Es gibt eine Sache, die ich in letzter Zeit gelernt habe: Was wirklich unglücklich macht, ist das Denken in großen Kategorien, in zeitlichen wie in gesellschaftlichen. Beispielsweise das Nachdenken über die letzten Monate oder vielleicht sogar Jahre. In einem einzigen Moment versucht man dann Entwicklungen, die langsam entstanden oder gar widersprüchlich sind, und Erfahrungen, die vielleicht noch nicht einmal verarbeitet sind, auf eine große gesamtbiographische Linie zu bringen und ordentlich im Regal der eigenen Selbstwerdung einzusortieren. Zu dieser absurd großen zeitlichen Perspektive, die alle Schattierungen und alle Zwischentöne des Moments übergeht, kommen in diesem Prozess allerdings noch die großen Kategorien der Gesellschaft: Glück im Privaten, Selbstverwirklichung in der Arbeit, am besten: Erfolg überall, Scheitern nirgends. Wenn man diese beiden übergroßen Maßstäbe an sein eigenes Leben anlegt, wird man sich wohl kaum als glücklich sehen. Sicher, es wird einige wirklich Glückliche geben, aber die Mehrheit erstickt an diesen selbsterschaffenen Maßstäben. Das Glück liegt vielmehr im Kleinen, in den einzelnen Momenten – im Werden und nicht im (Gewesen-)Sein.
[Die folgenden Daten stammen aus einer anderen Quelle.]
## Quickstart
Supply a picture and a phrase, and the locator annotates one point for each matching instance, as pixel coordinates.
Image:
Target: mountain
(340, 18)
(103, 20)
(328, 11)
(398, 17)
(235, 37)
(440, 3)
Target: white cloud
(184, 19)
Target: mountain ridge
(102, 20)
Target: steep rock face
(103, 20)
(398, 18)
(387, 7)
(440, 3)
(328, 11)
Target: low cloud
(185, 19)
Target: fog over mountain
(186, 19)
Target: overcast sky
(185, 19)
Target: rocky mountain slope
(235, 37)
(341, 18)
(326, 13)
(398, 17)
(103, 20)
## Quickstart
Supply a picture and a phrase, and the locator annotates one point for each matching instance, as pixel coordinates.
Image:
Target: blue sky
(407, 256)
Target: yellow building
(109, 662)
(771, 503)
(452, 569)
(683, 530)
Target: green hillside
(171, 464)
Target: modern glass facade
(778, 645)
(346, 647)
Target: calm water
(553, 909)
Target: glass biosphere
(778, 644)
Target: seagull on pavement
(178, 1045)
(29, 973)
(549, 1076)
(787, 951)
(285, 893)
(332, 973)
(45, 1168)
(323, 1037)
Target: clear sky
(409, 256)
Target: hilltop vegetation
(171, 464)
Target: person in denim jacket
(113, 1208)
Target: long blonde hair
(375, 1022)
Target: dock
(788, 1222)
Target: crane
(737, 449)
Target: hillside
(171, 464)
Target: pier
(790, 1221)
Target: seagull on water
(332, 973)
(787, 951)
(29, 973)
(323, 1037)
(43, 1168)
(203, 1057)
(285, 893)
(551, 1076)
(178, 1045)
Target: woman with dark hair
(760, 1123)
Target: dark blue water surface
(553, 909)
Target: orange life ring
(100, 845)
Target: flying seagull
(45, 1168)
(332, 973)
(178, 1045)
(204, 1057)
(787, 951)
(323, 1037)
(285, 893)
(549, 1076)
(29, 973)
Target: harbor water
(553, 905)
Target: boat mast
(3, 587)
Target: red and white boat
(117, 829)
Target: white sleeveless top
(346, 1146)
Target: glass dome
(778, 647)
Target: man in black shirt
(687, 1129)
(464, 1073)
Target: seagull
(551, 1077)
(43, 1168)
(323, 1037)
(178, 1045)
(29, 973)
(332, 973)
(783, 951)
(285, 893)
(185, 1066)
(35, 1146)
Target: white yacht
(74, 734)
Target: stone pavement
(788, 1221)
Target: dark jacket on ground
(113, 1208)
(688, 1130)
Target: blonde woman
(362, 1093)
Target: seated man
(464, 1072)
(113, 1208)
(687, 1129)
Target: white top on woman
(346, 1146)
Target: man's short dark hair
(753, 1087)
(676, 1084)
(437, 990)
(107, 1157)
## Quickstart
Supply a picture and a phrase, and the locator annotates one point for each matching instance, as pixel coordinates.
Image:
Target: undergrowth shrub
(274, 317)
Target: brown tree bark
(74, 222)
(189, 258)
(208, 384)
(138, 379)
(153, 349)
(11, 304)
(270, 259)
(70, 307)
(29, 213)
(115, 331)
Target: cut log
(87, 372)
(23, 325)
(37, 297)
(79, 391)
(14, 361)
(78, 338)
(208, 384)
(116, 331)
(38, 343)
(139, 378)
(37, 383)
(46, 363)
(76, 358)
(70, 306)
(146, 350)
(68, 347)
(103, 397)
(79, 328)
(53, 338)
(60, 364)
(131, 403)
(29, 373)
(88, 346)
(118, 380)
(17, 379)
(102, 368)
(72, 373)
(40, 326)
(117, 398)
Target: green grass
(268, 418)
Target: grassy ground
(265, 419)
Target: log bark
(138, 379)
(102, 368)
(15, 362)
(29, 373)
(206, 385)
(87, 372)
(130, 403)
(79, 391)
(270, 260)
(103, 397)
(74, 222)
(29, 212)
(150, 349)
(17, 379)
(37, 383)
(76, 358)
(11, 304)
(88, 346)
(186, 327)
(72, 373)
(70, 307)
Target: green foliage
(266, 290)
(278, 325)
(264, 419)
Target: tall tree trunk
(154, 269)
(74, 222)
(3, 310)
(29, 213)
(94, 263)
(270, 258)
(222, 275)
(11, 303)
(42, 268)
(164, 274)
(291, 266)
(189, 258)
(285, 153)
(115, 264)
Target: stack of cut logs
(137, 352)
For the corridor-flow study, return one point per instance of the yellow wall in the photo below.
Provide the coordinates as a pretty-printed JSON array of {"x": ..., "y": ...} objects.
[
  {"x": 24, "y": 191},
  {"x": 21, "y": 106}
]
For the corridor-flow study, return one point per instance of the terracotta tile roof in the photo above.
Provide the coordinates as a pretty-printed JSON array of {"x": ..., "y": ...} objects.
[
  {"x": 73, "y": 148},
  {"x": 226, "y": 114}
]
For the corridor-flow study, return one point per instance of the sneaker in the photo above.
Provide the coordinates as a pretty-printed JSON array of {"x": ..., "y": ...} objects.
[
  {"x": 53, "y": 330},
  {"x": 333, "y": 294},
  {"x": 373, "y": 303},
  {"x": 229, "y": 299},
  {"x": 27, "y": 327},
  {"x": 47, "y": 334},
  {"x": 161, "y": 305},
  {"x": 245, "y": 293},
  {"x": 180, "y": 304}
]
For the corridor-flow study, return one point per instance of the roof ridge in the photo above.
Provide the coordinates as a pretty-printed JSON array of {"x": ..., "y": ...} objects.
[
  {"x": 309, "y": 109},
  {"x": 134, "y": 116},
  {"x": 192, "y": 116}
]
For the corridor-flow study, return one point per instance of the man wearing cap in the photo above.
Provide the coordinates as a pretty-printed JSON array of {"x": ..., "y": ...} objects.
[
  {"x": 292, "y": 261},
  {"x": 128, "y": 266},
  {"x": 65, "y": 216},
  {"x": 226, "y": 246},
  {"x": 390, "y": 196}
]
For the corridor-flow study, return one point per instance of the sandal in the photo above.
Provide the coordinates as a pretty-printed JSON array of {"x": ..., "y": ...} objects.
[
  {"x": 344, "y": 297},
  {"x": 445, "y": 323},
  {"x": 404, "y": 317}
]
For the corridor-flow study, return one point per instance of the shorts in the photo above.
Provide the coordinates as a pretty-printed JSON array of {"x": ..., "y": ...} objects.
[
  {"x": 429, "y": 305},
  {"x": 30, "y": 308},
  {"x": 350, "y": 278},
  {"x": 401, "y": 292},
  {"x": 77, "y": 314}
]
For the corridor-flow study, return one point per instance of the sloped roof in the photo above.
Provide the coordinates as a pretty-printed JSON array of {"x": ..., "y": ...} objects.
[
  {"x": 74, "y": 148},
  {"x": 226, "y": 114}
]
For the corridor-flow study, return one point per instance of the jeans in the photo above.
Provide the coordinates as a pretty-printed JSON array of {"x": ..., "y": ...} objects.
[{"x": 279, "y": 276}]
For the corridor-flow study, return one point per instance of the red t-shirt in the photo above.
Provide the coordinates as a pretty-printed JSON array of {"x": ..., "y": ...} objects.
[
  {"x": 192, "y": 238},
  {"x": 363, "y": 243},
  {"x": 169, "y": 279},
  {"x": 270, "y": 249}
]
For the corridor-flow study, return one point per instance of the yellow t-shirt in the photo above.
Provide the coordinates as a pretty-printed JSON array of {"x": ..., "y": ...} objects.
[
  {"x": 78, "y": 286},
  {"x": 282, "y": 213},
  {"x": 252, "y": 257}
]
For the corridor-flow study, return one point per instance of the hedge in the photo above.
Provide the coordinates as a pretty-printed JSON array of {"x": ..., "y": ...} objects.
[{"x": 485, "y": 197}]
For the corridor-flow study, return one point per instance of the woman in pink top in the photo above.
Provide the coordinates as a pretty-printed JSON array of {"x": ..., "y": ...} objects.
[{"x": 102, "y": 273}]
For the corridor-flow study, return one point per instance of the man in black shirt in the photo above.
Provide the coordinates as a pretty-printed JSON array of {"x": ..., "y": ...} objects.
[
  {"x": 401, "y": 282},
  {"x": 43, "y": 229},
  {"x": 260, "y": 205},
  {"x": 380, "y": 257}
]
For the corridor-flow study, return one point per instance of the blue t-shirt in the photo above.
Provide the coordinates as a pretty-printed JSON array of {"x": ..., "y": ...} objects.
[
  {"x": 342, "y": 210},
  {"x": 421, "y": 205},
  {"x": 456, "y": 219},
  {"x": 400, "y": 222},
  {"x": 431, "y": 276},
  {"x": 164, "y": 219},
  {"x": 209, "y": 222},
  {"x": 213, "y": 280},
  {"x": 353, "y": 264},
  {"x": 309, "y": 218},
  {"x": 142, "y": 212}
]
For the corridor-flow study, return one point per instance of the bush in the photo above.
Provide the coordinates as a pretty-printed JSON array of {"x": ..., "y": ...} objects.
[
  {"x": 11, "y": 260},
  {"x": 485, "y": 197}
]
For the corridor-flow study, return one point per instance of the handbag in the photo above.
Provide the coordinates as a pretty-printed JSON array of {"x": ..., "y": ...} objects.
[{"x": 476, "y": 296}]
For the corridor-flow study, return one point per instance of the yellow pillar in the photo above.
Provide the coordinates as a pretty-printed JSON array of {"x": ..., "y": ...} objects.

Allerdings bin ich mir, jetzt während des Schreibens, gar nicht mehr sicher, ob ich hier nicht auch zwei verschiedene Glücksvorstellungen gegeneinander ausspiele: Das Glück des Augenblicks und die Zufriedenheit mit dem eigenen Leben. Es könnte sein, dass beide ganz verschiedenen Logiken folgen und unterschiedliche Erzählmuster besitzen. Das eine ist die Fähigkeit, Momente zu genießen, das andere die Fähigkeit, sich eine Biographie und ein Ich zu erschaffen. Sie schließen einander nicht aus, manchmal bedingen sie einander sogar.
Vielleicht sollte ich ja gerade daran, dass mir die große Konstruktion und ihre gesellschaftlichen Kategorien noch sehr fremd sind, erkennen, dass ich von dieser zweiten Glücksvorstellung noch weit entfernt bin. Möglicherweise benötigt dieser Blick auf das eigene Leben ja auch Fähigkeiten, die sich erst im höheren Alter ausbilden. Vielleicht ist es noch zu früh für eine solche Gesamtschau.